Rezek é a favor de que as pessoas condenadas em segunda instância já comecem a cumprir a pena, devido ao grande número de recursos que a legislação brasileira permite. Este é o entendimento atual do STF, mas há movimentações no sentido de se reanalisar o caso.

“Sou a favor (da prisão após 2ª instância) porque o nosso sistema ainda é o mais pródigo em recursos deste planeta. Nunca houve em parte alguma do mundo uma sistemática recursiva tão prodigiosamente fecunda como no Brasil.
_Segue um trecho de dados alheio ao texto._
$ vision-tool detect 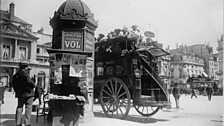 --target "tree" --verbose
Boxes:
[97,33,105,42]
[113,29,122,36]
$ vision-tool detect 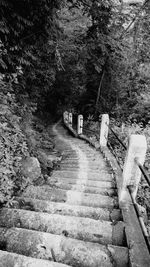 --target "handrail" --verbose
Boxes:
[64,111,150,189]
[83,126,100,141]
[107,140,123,170]
[108,124,127,150]
[135,158,150,187]
[106,122,150,188]
[63,111,150,260]
[83,127,99,134]
[128,185,150,252]
[106,120,150,249]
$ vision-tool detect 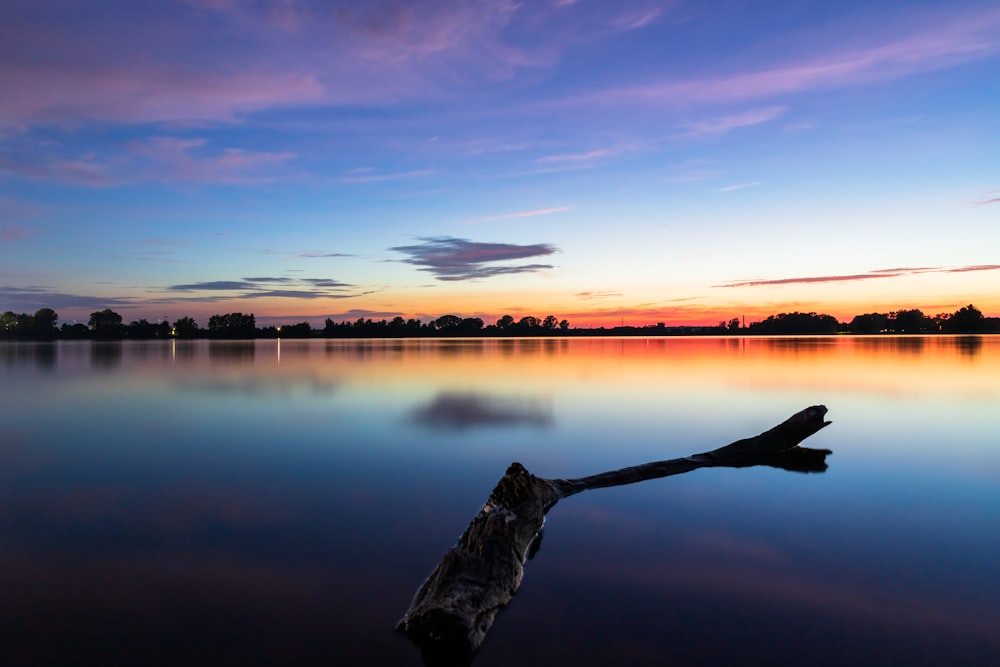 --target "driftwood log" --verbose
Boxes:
[398,405,832,665]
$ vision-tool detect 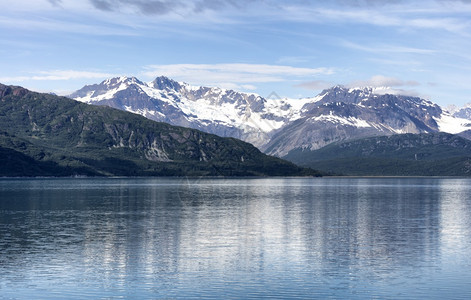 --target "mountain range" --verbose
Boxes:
[70,76,297,150]
[70,76,471,158]
[0,83,319,177]
[2,76,470,177]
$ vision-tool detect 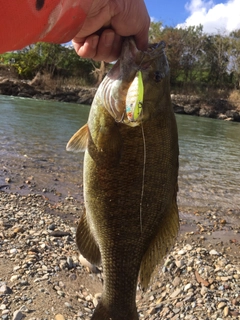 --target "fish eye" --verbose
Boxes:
[154,71,162,83]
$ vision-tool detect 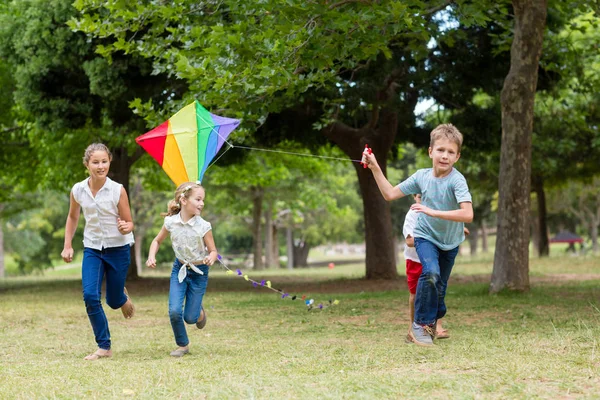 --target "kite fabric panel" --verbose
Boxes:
[135,100,240,186]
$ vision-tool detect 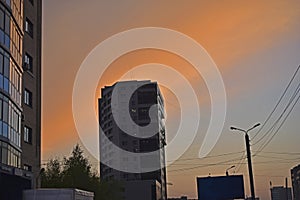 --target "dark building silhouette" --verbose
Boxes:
[0,0,41,199]
[292,164,300,200]
[99,80,167,200]
[270,186,292,200]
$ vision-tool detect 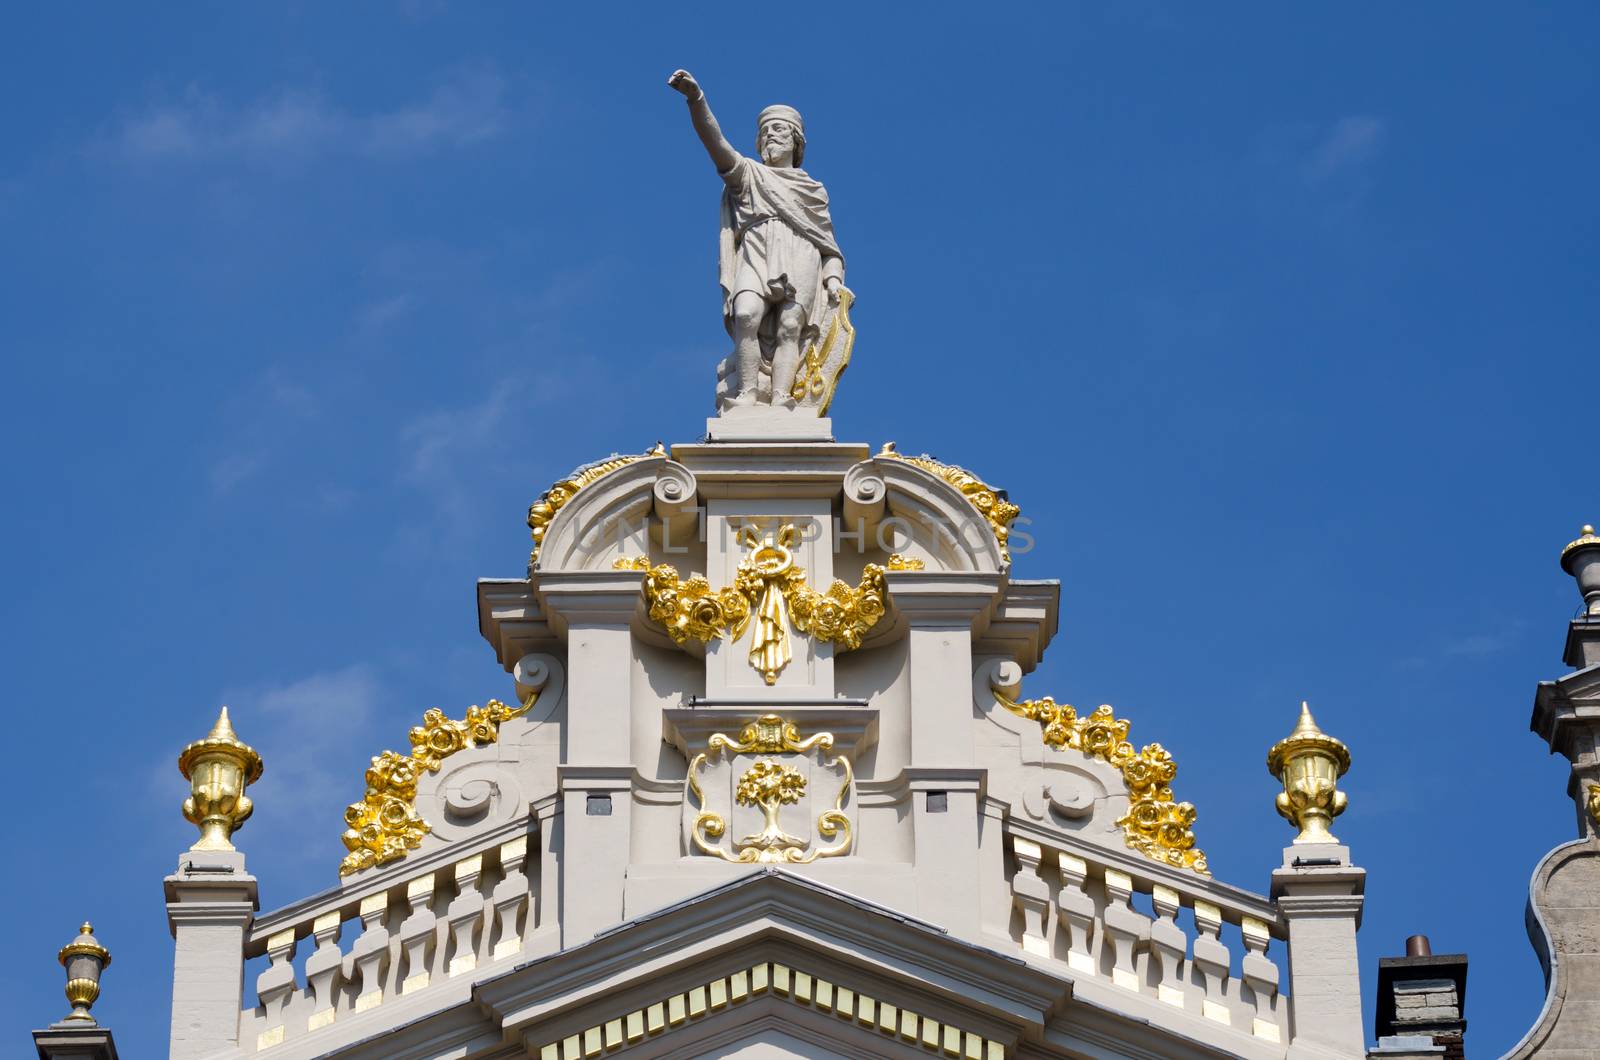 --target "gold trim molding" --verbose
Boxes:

É possível recorrer de tudo e, com recursos sucessivos uma defesa habilidosa leva à eternidade o curso do processo”.

“Se o Estado brasileiro não se acha intitulado a dar início ao cumprimento de pena a alguém condenado em primeiro grau e novamente condenado com a confirmação segundo grau, para quê? Os recursos à terceira e quarta instância geralmente são recursos que discutem questões de direito, questões formais. Já não é questão de saber se fez ou não fez, se é culpado ou inocente”.

Delação Premiada

A delação premiada é um ordenamento novo no sistema jurídico brasileiro. Ela foi sancionada em 2013 pela ex-presidente Dilma Rousseff (Lei 12.850/2013) e se tornou a base de investigações da Lava Jato. Rezek opina:

“Se você não se utiliza do mecanismo de delação premiada, você nunca, jamais, conseguirá condenar ninguém e nós teríamos sido eternamente considerados o país da impunidade. Foi uma grande coisa a importação do sistema da delação premiada (do sistema norte-americano) pelo Brasil”.

Atuação “criativa” do STF

“O Direito é ciência. Não é poesia, não é declamação, não é busca política do politicamente correto. O Direito é uma ciência e deve ser interpretado com rigor científico. Não se deve tentar interpretar a Constituição naquilo que sabemos que ela está dizendo e quis dizer”.

“Não posso como ministro do Supremo interpretar a coisa de modo diferente daquilo que os redatores da Carta disseram à luz de minhas convicções ou convicções do meu grupo, dessa ou daquela ONG, dessa ou daquela universidade. Isso está acontecendo hoje”.

Cordialidade e TV Justiça

“Éramos um arquipélago com nossas diferenças: 11 ‘ilhas’ (ministros) que se comunicavam com relativa cordialidade. Havia uma estima recíproca muito grande, mesmo (entre) aqueles antagonistas maiores”.

“A convivência sempre foi cordial por conta do fato de que não havia na época exposição pela TV Justiça de todo e qualquer debate. O Tribunal trabalhava mais rapidamente, com mais objetividade”

“Antes você ouvia a expressão mais simples do tribunal: ‘estou de acordo com o relator’. Hoje ninguém mais diz isso. Ainda que seja para jogar confetes e guirlandas no relator, todos têm de se estender por um tempo muito maior do que seria razoável e tem-se a inevitável impressão de que isso é para mostrar ao público que estão trabalhando, que estudaram, que leram”.

Francisco Rezek, advogado que já foi procurador, ministro do STF, ministro das Relações Exteriores e integrante da Tribunal Internacional de Justiça de Haia, foi o convidado do programa “Perguntar Não Ofende”, de Augusto Nunes, desta quinta-feira (31).